A non-steady state diagenetic model for changes in sediment biogeochemistry in response to seasonally hypoxic/anoxic conditions in the “dead zone” of the Louisiana shelf

Biogeochemical processes occurring near the sediment–water interface can play an important role in the establishment and persistence of hypoxic-to-anoxic conditions in areas of moderate-to-shallow water depth. Results are given in this paper for diagenetic modeling of two sites from the area on the Louisiana shelf west of the Mississippi River Delta known as the “dead zone”. This is one of the largest and most studied regions where seasonal coastal hypoxia occurs. The diagenetic model was capable of generating good matches with depth profiles at both sites in the upper 8 cm. Moderate differences between predicted and observed concentrations below this depth are most likely due to the highly non-steady state conditions in this region. The model was also able to predict extremely low dissolved sulfide concentrations and bacterial sulfate reduction rates that were in good agreement with independent direct observations. A sensitivity analysis of the model to input parameters showed that the model was much more sensitive to changes in values under hypoxic conditions than norm-oxic or anoxic conditions in the overlying water.

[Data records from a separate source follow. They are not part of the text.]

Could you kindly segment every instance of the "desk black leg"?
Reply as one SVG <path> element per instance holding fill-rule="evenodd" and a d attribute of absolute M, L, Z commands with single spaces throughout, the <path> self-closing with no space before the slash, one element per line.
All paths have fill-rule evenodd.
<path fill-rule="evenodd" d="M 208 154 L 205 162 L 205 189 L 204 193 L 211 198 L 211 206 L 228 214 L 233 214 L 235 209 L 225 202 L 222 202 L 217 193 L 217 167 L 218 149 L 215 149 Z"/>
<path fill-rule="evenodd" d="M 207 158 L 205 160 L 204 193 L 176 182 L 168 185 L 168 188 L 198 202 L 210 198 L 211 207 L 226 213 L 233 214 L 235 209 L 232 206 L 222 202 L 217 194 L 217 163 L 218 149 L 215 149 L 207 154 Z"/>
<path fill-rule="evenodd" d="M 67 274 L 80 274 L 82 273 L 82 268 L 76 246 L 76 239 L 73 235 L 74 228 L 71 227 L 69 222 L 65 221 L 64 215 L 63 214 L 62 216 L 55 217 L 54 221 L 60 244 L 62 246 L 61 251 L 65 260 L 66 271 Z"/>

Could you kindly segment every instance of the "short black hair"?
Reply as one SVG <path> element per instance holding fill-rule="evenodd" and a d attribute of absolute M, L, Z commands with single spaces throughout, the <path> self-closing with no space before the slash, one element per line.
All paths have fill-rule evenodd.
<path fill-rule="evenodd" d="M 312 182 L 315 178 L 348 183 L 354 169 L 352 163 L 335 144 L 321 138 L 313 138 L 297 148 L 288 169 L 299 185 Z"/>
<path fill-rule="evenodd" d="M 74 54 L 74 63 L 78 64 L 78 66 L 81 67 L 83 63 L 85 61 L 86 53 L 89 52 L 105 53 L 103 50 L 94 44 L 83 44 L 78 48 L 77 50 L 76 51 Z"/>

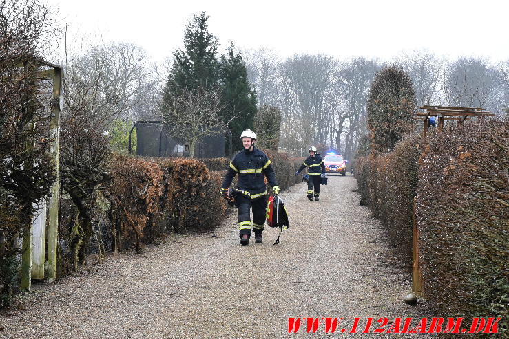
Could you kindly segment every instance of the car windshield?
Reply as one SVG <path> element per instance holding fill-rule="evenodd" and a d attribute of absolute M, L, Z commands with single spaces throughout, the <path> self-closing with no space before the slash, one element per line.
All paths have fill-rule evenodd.
<path fill-rule="evenodd" d="M 342 157 L 341 155 L 326 155 L 325 157 L 325 161 L 343 162 L 343 157 Z"/>

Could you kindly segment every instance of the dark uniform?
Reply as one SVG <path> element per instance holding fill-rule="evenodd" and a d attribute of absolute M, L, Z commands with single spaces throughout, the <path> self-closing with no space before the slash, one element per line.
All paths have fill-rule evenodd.
<path fill-rule="evenodd" d="M 320 175 L 325 173 L 325 164 L 320 154 L 315 153 L 314 157 L 309 155 L 305 160 L 304 164 L 300 165 L 297 173 L 300 173 L 306 166 L 308 167 L 307 174 L 309 175 L 309 179 L 307 182 L 307 197 L 309 200 L 318 199 L 320 197 L 320 183 L 322 180 Z"/>
<path fill-rule="evenodd" d="M 264 174 L 272 187 L 278 186 L 271 161 L 263 151 L 254 146 L 251 152 L 246 149 L 240 151 L 230 162 L 221 188 L 228 188 L 237 174 L 237 190 L 247 193 L 238 193 L 235 198 L 238 207 L 239 237 L 251 236 L 251 207 L 253 208 L 253 230 L 255 234 L 261 234 L 265 224 L 267 208 Z"/>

Simulations were carried out to first determine how the profiles of sediment porewater parameters and interfacial fluxes would change under differing quasi-steady state conditions where overlying dissolved oxygen concentrations and the rate of bioirrigation were varied. Next a non-steady state simulation was run to investigate how sediment biogeochemistry would change between these conditions during a hypothetical annual cycle. Results demonstrated a clear need to better understand the dynamic relationship among overlying water oxygen concentrations, the behavior of the benthic faunal community responsible for bioirrigation and sediment biogeochemistry.